Avants B B, Epstein C L, Grossman M, Gee J C
Department of Radiology, University of Pennsylvania, 3600 Market Street, Philadelphia, PA 19104, United States.
Med Image Anal. 2008 Feb;12(1):26-41. doi: 10.1016/j.media.2007.06.004. Epub 2007 Jun 23.
One of the most challenging problems in modern neuroimaging is detailed characterization of neurodegeneration. Quantifying spatial and longitudinal atrophy patterns is an important component of this process. These spatiotemporal signals will aid in discriminating between related diseases, such as frontotemporal dementia (FTD) and Alzheimer's disease (AD), which manifest themselves in the same at-risk population. Here, we develop a novel symmetric image normalization method (SyN) for maximizing the cross-correlation within the space of diffeomorphic maps and provide the Euler-Lagrange equations necessary for this optimization. We then turn to a careful evaluation of our method. Our evaluation uses gold standard, human cortical segmentation to contrast SyN's performance with a related elastic method and with the standard ITK implementation of Thirion's Demons algorithm. The new method compares favorably with both approaches, in particular when the distance between the template brain and the target brain is large. We then report the correlation of volumes gained by algorithmic cortical labelings of FTD and control subjects with those gained by the manual rater. This comparison shows that, of the three methods tested, SyN's volume measurements are the most strongly correlated with volume measurements gained by expert labeling. This study indicates that SyN, with cross-correlation, is a reliable method for normalizing and making anatomical measurements in volumetric MRI of patients and at-risk elderly individuals.
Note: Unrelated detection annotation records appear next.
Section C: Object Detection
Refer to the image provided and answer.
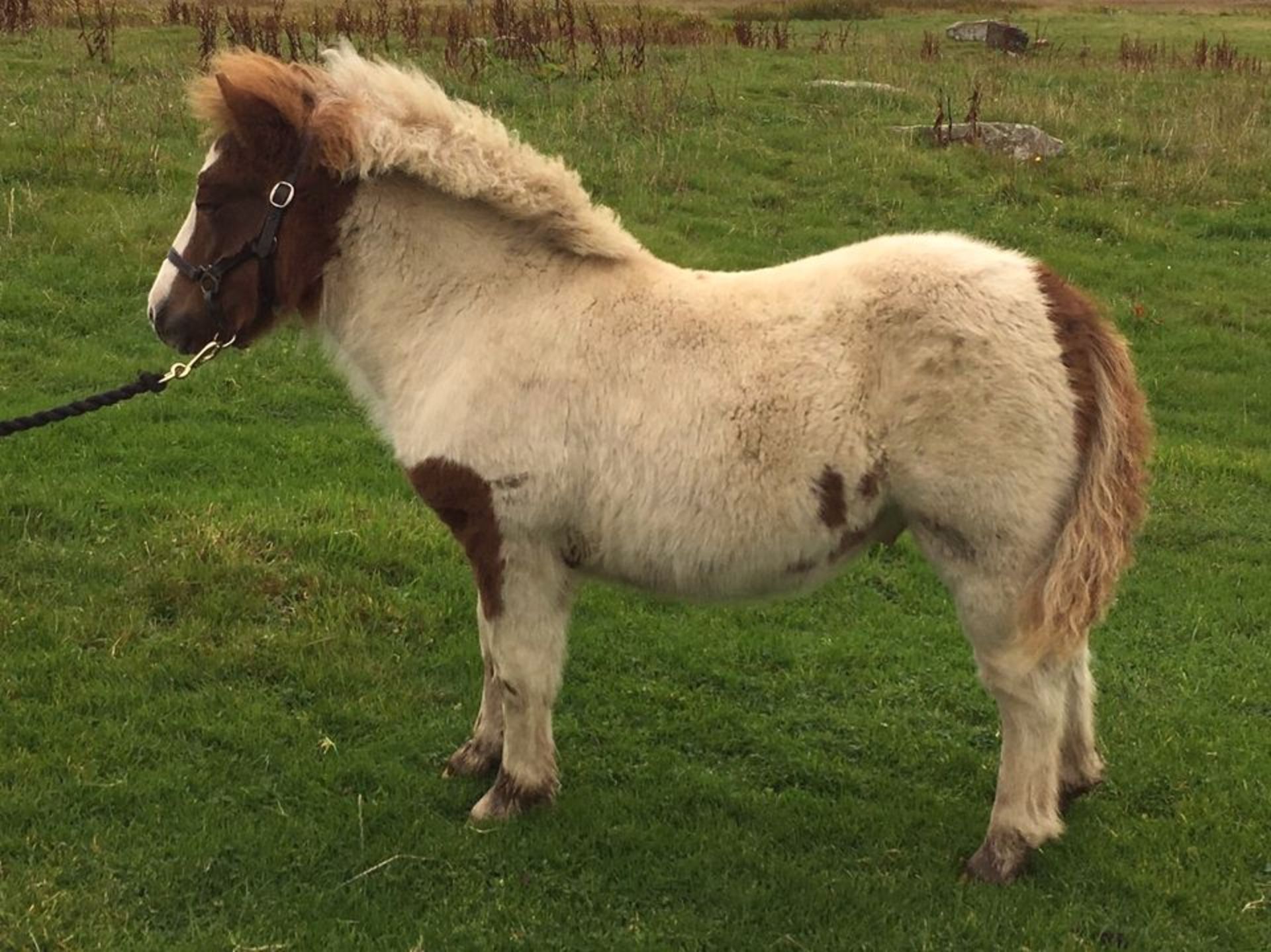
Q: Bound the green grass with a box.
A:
[0,13,1271,952]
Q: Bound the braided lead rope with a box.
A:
[0,373,167,440]
[0,337,234,440]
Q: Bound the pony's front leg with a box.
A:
[471,547,573,820]
[444,610,503,777]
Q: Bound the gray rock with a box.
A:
[945,21,1028,54]
[808,79,905,93]
[945,21,990,43]
[892,122,1064,162]
[984,21,1028,54]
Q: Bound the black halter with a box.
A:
[167,135,310,344]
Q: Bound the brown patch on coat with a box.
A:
[816,465,848,529]
[1035,264,1100,460]
[857,456,887,500]
[916,516,976,562]
[489,767,557,817]
[829,526,871,564]
[408,456,503,622]
[491,473,530,489]
[561,530,591,568]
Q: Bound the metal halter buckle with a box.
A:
[269,182,296,209]
[159,334,236,384]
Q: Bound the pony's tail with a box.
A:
[1022,265,1152,656]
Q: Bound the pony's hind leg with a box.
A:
[1059,638,1104,811]
[444,598,503,777]
[914,541,1072,883]
[471,547,573,820]
[966,638,1066,883]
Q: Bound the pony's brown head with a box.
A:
[149,54,355,354]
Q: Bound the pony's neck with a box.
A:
[319,175,580,430]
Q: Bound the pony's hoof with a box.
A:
[471,768,555,822]
[441,738,503,777]
[963,830,1032,886]
[1059,777,1104,814]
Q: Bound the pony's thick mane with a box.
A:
[192,40,642,260]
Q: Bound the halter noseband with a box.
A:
[167,134,311,346]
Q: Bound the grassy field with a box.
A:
[0,9,1271,952]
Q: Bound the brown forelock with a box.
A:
[1036,264,1102,459]
[408,456,503,620]
[189,50,357,177]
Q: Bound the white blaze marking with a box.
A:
[148,145,221,326]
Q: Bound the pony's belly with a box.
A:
[576,539,857,600]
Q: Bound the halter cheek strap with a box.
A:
[167,134,311,341]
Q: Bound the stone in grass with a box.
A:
[808,79,905,93]
[945,21,1028,54]
[945,21,992,43]
[892,122,1064,162]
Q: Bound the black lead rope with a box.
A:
[0,373,167,440]
[0,337,234,440]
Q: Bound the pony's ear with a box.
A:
[216,72,295,151]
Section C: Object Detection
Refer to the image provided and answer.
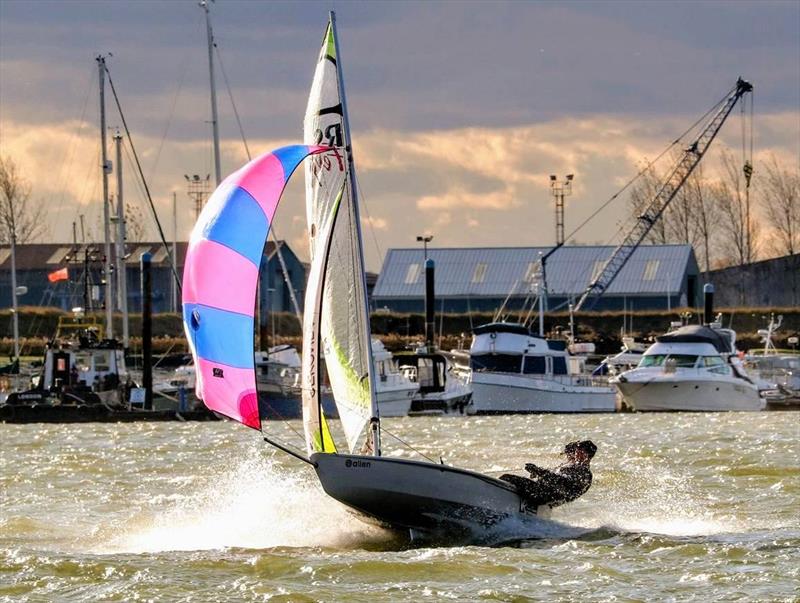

现代神经影像学中最具挑战性的问题之一是对神经退行性变进行详细表征。量化空间和纵向萎缩模式是这一过程的重要组成部分。这些时空信号将有助于区分相关疾病,如额颞叶痴呆(FTD)和阿尔茨海默病(AD),它们在同一高危人群中表现出来。在此,我们开发了一种新颖的对称图像归一化方法(SyN),用于在微分同胚映射空间内最大化互相关,并提供此优化所需的欧拉-拉格朗日方程。然后,我们对我们的方法进行仔细评估。我们的评估使用金标准的人类皮质分割,将SyN的性能与一种相关的弹性方法以及Thirion的Demons算法的标准ITK实现进行对比。新方法与这两种方法相比都具有优势,特别是当模板脑和目标脑之间的距离较大时。然后,我们报告FTD患者和对照受试者的算法皮质标记获得的体积与手动评分者获得的体积之间的相关性。这种比较表明,在测试的三种方法中,SyN的体积测量与专家标记获得的体积测量相关性最强。这项研究表明,具有互相关的SyN是一种在患者和高危老年人的容积MRI中进行归一化和进行解剖测量的可靠方法。